If you’re anything like me, you’ve probably caught yourself on more than one occasion over the last few weeks venting about the absurd double-standard on the part of tech giant Twitter to permanently ban President Donald Trump for “inciting a riot” while doing little to mitigate ISIS recruitment content as the jihadi army was rising to power.
To say nothing of the far-left, violent, significantly more widespread rioting that has also been coordinated on Twitter over the last year alone.
Trump was blamed for riots he didn’t start—and free speech network Parler, which was largely populated by Trump supporters and conservatives, was accused by Amazon Web Services of failing to prevent incitement on its platform and booted from its web hosting.
Well, as left-wing journalist Glenn Greenwald told Fox News’ Tucker Carlson last week, not only is there no evidence that the Capitol Hill riot was organized on Parler, but any social media organizing took place on Facebook and Twitter—the same big tech platforms now silencing conservatives because it took place.

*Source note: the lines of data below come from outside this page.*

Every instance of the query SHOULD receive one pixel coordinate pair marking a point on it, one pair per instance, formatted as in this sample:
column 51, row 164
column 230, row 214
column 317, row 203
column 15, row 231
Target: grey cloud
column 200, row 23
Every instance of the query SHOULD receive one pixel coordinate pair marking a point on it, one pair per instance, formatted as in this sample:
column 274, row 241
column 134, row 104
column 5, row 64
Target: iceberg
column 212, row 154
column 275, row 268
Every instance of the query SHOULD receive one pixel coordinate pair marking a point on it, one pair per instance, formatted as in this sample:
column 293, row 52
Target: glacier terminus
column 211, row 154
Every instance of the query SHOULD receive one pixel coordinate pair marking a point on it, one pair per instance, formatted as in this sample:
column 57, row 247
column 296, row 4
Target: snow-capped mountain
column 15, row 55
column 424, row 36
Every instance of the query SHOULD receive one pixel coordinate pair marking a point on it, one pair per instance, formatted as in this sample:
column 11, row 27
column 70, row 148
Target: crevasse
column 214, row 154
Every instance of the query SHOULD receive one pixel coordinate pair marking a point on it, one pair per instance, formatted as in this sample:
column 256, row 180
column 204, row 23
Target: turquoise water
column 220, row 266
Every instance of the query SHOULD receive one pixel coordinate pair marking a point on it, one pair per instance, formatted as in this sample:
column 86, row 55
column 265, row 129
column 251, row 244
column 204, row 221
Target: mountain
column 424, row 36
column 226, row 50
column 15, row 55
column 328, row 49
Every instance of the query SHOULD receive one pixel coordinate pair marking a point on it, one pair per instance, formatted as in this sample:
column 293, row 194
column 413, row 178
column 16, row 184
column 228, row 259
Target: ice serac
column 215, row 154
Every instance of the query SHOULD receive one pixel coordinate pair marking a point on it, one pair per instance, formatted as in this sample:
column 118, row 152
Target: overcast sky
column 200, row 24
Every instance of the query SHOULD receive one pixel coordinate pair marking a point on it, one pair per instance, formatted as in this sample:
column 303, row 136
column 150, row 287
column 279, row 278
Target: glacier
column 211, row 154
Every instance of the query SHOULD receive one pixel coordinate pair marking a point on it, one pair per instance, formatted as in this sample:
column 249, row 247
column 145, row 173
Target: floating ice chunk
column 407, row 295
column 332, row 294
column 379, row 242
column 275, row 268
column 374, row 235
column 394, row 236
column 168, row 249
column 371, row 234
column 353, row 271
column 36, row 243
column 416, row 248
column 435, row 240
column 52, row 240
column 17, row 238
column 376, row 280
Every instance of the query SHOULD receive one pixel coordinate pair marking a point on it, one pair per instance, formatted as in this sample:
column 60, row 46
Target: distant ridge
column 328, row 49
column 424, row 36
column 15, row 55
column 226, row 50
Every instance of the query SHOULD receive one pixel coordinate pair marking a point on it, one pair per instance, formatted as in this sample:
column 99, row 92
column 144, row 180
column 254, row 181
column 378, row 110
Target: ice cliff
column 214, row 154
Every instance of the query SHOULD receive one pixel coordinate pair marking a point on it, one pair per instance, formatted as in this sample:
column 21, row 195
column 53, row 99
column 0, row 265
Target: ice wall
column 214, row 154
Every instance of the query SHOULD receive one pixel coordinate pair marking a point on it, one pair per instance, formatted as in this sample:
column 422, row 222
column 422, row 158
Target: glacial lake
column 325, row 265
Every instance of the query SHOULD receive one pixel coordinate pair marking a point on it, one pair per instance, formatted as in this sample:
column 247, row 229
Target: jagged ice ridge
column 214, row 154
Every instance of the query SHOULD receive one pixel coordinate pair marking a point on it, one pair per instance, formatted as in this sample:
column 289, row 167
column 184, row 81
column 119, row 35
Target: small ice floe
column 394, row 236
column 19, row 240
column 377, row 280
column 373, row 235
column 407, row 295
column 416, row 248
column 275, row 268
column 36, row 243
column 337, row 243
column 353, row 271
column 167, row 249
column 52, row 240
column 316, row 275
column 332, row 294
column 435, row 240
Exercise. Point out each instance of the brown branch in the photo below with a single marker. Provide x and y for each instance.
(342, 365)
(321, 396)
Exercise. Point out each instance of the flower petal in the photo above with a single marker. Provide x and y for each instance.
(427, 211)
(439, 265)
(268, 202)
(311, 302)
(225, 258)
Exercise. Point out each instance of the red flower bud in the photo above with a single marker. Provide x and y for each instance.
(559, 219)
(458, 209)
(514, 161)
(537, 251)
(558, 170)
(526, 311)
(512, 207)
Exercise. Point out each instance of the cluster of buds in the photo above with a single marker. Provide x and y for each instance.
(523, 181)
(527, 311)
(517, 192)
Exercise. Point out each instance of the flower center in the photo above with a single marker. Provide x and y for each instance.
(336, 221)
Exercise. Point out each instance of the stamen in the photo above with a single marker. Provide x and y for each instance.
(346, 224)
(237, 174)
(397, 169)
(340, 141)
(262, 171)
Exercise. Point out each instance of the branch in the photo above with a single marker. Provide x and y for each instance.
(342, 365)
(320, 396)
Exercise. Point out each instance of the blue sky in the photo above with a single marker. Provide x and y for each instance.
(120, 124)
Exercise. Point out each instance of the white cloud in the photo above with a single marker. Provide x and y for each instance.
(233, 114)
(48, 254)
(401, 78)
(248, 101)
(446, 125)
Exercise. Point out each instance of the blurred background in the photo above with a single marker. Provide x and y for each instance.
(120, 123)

You know what they say: if the left didn’t have double-standards, they’d have no standards at all.
Sadly this isn’t a case of simple hypocrisy. It’s much worse than that. It’s the deliberate suppression and manipulation of free speech and the mass-silencing of millions of conservatives simply for having an opposing view. Opposing viewpoints are healthy in sustaining a democracy.
Journalist and former civil rights lawyer Glenn Greenwald spoke to Tucker Carlson on Tuesday night about the power of big tech and the scapegoating of Parler in the wake of the Capitol Hill riot.
“Of the first 13 people arrested by the FBI in connection with the event at the Capitol, a total of zero were active users of Parler. The overwhelming amount of planning for that event, the overwhelming amount of advocacy for people to go there and to breach the Capitol was done on Facebook, and on YouTube, and on Twitter,” Greenwald told Carlson.
This isn’t about inciting violence, he continued, this is about business.
“This is one of the ironies is that Google is one of the monopolies that wants to police our discourse and control our thinking and rule our politics that kicked Parler off of its app at the exact time that Parler had gone to number one,” the journalist asserted.
“Google said, we will not allow you on our service. The reality is the service that Google owns, YouTube, played a much greater role,” he added.